Consumado el acto de policía impuesto por duro reglamento, advirtieron
los guardias en su compañero Regino palidez tan intensa, que más
parecía muerto que matador. Demudado de rostro y oprimido el pecho
por indecible congoja, difícilmente podía tenerse en pie; y mientras
sus camaradas subían a cerciorarse de la muerte de los fugitivos, se
sentó junto a la inerte y fenecida humanidad del buen don Quiboro. O se
avergonzaba de la flaqueza de su ánimo, o en su mente se agolparon, con
violencia congestiva, ideas suscitadas por las terribles imprecaciones
de Gil poco antes de caer fusilado. Volvieron del reconocimiento los
guardias, y Regino les interrogó sacando débiles voces de su angustiado
pecho.
--El mozo está más muerto que mi abuelo --dijo el fosco--. Cabeza
y corazón tiene, al parecer, pasados de parte a parte. En la vieja
no hemos visto heridas; pero está tiesa y sin respiración. Si no la
tocaron las balas, muerta está del susto.
Suspiró Regino. Ocupáronse los cuatro sin demora en apreciar la
situación poco airosa de la conducta. Fugados también los leñadores
furtivos, solo quedaba en cuerda el gran Becerro, que ni podía
escapar, ni aunque pudiera lo intentaría, sometiéndose de buen talante
al fuero de policía, por dictado inapelable de su honrada conciencia.

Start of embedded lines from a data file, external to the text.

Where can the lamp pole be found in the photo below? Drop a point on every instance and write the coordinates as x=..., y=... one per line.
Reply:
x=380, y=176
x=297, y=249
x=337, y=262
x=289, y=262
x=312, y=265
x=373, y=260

--Señores guardias --les dijo--, aquí me tienen a su disposición para
cuanto gusten mandarme. Mis consortes de cuerda huyeron validos del
descuido y confusión que se produjo por la muerte de este olvidado
patricio, que de Dios goce. Yo no huyo, y aunque voy preso tan solo por
la delincuencia levísima de haberme apropiado dos cebollas, movido del
hambre furiosa, respeto las leyes y voy a donde quieran llevarme, que
por malo que sea el lugar de mi destino, siempre será mejor que la nada
del desamparo en que me veo. Átenme si quieren; mas yo aseguro a los
dignos caballeros de la Santa Hermandad que no será preciso, pues no he
de hacer nada por la Libertad, que esta, ¡vive Dios! ha de dar paso a
su hermana mayor la Justicia.
Aunque los de la Benemérita fiaban en la sumisión del esmirriado
Becerro, no quisieron perderle de vista, y colocándole sentadito junto
al cadáver de don Quiboro, a guisa de guardián o asistente religioso
para encomendarle el alma, procedieron a la ejecución de lo que el
reglamento en aquel singular caso les imponía. En espera del primer
transeúnte que les ofreciese la casualidad, redactaron el parte que
habían de dirigir al Juzgado municipal del pueblo más cercano, para que
viniese a recoger los tres muertos de aquella infeliz jornada. Acertó
a pasar el primero un mocetón con dos borricos cargados de tejas;
se le detuvo, y encargado fue de llevar el mensaje. Inmediatamente
comenzaron a extender el atestado que habían de formar, y de la
redacción de este, así como del parte, se encargó Regino, auxiliar de
una de las parejas, y el más suelto de letra y estilo para trabajos
de oficina. Sacó el guardia papel, tintero y pluma, que a prevención
llevan todos en su cartera cuando van en conducciones, y haciendo mesa
de su rodilla, escribió cuanto era menester para cumplir el trámite
ineludible. «En el kilómetro tal y tal, el detenido tal y tal sufrió
un accidente; se le prestaron los auxilios tales y cuales... quedando,
al parecer, difunto... Y en la confusión que sobrevino, los detenidos
tales y cuales se escaparon por un terreno en que era imposible
perseguirlos; y otra pareja de presos, joven él y anciana ella,
conocidos por tal y cual... intentaron la fuga, siendo acometidos por
accidentes de que les sobrevino muerte natural, etcétera, etcétera...»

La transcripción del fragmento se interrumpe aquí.